Universal observable detecting all two-qubit entanglement and determinant-based separability tests

We construct a single observable, measurement of whose mean value on four copies of an unknown two-qubit state is sufficient to determine unambiguously whether the state is separable or entangled. In other words, there exists a universal collective entanglement witness detecting all two-qubit entanglement. The test is directly linked to a function that characterizes the entanglement quantitatively to some extent. This function is an entanglement monotone under so-called local pure operations and classical communication which preserve local dimensions. Moreover, it provides tight upper and lower bounds for negativity and concurrence.
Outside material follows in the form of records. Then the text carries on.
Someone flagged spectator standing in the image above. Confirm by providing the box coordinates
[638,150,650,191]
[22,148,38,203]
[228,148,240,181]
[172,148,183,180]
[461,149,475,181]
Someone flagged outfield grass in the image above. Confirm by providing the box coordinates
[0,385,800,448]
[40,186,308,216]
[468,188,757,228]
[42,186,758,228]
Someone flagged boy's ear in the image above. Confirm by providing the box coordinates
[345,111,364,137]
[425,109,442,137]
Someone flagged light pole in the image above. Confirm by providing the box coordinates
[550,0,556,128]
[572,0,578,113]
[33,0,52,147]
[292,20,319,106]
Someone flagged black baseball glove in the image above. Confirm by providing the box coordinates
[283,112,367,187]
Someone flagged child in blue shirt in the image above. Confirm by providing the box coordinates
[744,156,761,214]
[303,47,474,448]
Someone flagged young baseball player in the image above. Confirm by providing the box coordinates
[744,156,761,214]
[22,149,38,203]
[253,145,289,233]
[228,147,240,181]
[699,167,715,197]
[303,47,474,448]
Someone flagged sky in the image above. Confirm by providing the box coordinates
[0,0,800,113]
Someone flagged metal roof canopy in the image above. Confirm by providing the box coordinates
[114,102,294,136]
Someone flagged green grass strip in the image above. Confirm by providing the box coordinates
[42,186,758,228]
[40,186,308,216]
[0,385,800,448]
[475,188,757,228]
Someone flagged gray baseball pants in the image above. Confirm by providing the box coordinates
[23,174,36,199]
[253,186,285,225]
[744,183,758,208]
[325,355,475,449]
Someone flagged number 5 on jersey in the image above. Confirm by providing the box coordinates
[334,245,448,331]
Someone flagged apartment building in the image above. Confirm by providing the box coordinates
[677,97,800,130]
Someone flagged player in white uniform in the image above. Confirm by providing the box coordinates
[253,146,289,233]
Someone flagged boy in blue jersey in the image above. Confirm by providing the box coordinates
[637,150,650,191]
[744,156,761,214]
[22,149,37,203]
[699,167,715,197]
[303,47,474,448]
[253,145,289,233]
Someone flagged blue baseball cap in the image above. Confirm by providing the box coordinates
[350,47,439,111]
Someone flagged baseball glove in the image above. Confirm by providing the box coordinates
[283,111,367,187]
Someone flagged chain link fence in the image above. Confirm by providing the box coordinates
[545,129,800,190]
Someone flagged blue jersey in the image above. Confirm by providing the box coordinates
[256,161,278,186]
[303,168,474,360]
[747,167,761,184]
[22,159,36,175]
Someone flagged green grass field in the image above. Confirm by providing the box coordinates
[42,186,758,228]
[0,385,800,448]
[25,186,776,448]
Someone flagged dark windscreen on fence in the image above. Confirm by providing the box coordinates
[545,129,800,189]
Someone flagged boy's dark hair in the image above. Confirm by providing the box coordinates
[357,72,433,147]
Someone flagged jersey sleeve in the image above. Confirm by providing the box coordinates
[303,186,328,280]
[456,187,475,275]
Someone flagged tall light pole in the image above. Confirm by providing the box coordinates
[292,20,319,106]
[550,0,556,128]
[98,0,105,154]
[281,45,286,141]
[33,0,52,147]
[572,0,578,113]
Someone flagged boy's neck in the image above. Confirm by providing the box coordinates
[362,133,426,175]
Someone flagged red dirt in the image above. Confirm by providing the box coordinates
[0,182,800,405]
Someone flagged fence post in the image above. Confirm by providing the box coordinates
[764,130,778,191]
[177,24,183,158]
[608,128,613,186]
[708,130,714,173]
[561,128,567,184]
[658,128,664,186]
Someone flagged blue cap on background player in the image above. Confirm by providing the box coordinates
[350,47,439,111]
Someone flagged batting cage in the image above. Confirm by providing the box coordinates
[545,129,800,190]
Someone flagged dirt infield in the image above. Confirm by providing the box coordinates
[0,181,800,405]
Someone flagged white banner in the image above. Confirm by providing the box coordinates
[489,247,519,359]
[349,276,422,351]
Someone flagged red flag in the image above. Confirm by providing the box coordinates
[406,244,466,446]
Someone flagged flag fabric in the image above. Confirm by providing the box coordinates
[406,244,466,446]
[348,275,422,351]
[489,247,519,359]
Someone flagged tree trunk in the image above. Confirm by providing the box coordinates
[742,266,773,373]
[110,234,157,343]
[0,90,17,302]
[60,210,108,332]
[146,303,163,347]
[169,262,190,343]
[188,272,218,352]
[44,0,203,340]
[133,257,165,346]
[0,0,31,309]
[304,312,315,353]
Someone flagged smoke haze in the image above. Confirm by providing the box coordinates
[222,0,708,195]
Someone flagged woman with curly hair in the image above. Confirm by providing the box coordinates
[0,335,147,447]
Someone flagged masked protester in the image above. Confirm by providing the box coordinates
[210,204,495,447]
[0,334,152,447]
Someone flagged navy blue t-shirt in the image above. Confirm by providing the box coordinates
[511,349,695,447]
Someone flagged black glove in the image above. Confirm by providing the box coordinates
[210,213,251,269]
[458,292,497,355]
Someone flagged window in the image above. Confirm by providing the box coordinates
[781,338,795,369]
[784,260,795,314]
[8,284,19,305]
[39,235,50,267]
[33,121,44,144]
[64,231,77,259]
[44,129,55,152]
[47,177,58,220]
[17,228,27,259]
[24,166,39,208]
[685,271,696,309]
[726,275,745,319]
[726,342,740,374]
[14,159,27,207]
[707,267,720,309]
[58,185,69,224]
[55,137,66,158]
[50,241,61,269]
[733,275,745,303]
An elementary quantum computing device estimating unknown two-qubit entanglement is designed.

Figure 1

Plot of ${\pi }_2$ versus $N$ (or $C$) for randomly generated density matrices with bounds obtained in (5, 6). The bound ${\pi }_2\le (1∕2)(N+1)$ obtained from the geometric-arithmetic inequality applied to the absolute values of the eigenvalues of ${\varrho }^{\Gamma }$ is added. The reader is encouraged to consult [37].

Figure 2

Network determining entanglement properties of a two-qubit state by a single measurement of $⟨{\sigma }_z⟩$ on a control qubit. Here $\mid \varphi ⟩=(1∕\sqrt{23})(\sqrt{3}\mid 00⟩+\sqrt{6}\mid 01⟩+\sqrt{8}\mid 10⟩+\sqrt{6}\mid 11⟩)$; unitary $U_i$’s are combinations of SWAP operations such that $\text{Tr}\left(U_i{\varrho }^{\otimes i}\right)={\Pi }_i$. The state would be declared entangled if and only if the measurement yielded a result less than $-1∕23$.